Children's Cancer Research Center, Martin-Luther-University Halle-Wittenberg, University Clinic and Polyclinic for Child and Adolescent Medicine, Halle, Germany.

出版信息

Cancer Sci. 2009 Dec;100(12):2383-9. doi: 10.1111/j.1349-7006.2009.01347.x. Epub 2009 Sep 4.

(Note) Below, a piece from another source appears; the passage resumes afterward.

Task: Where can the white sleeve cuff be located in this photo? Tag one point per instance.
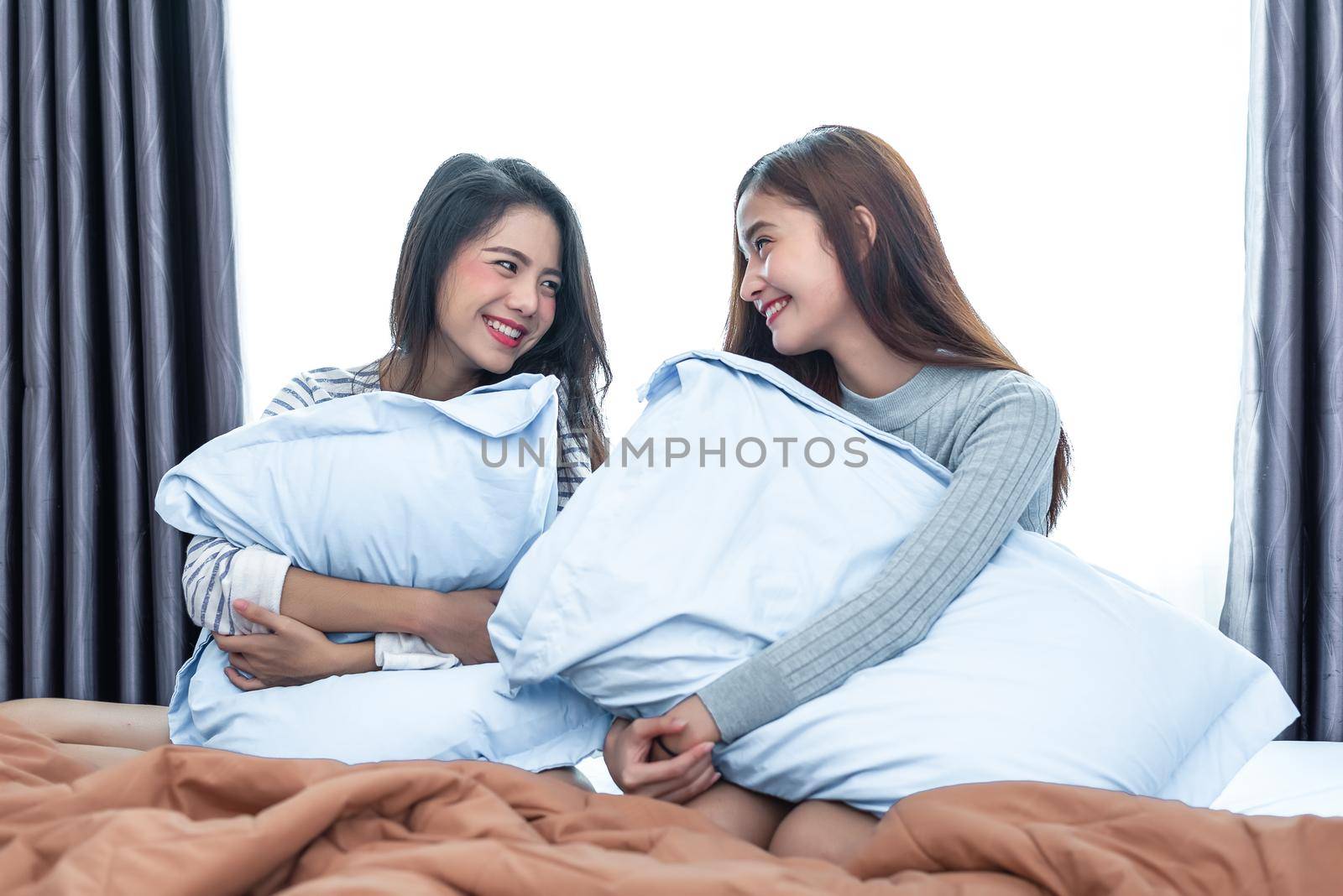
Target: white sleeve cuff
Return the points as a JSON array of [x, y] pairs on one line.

DOI:10.1111/j.1349-7006.2009.01347.x
PMID:19793082
原文链接:https://pmc.ncbi.nlm.nih.gov/articles/PMC11158961/
Abstract

Despite improvements in the treatment of patients with Ewing family tumors (EFT), the prognosis for patients with advanced disease is still unsatisfactory. Recently, we identified lipase I as an EFT-associated gene that might be interesting for the development of new immunological or pharmacological treatment strategies. Lipase I is a member of the large protein superfamilies of alpha/beta hydrolases and serine hydrolases. In the present paper we describe high expression of another member of these superfamilies in EFT. By DNA microarray data base mining we found exceptional high expression of alpha/beta hydrolase domain containing 6 (ABHD6) in EFT but not in other sarcomas. Expression of ABHD6 in EFT correlated with expression of another EFT-associated gene, aristaless. Analysis of ABHD6-associated GGAA microsatellites revealed shorter microsatellites in EFT with lack of ABHD6 expression. ABHD6 homologues were found in varying chordata but not in other animal species. Based on homology modeling we predicted the 3D-structure of ABHD6, which shows high similarity with bacterial homoserine transacetylases. High expression of ABHD6 in EFT in comparison to normal tissues and other tumors suggests that ABHD6 might be an interesting new diagnostic or therapeutic target for EFT. However, knock down of ABHD6 in EFT cells did not inhibit tumor cell growth.

摘要

尽管在治疗尤文氏家族肿瘤(EFT)患者方面取得了进展,但晚期疾病患者的预后仍然不尽如人意。最近,我们发现脂肪酶 I 是一种与 EFT 相关的基因,可能对开发新的免疫或药理学治疗策略很有意义。脂肪酶 I 是大型α/β水解酶和丝氨酸水解酶蛋白超家族的成员。在本文中,我们描述了这些超家族的另一个成员在 EFT 中的高表达。通过 DNA 微阵列数据库挖掘,我们发现 ABHD6 在 EFT 中表达异常高,而在其他肉瘤中则没有。ABHD6 在 EFT 中的表达与另一个与 EFT 相关的基因 aristaless 的表达相关。对 ABHD6 相关的 GGAA 微卫星的分析显示,在缺乏 ABHD6 表达的 EFT 中存在较短的微卫星。在不同的脊索动物中发现了 ABHD6 同源物,但在其他动物物种中则没有。基于同源建模,我们预测了 ABHD6 的 3D 结构,它与细菌高丝氨酸转乙酰酶具有高度相似性。ABHD6 在 EFT 中的高表达与正常组织和其他肿瘤相比,表明 ABHD6 可能是 EFT 的一个有趣的新诊断或治疗靶点。然而,ABHD6 在 EFT 细胞中的敲低并没有抑制肿瘤细胞的生长。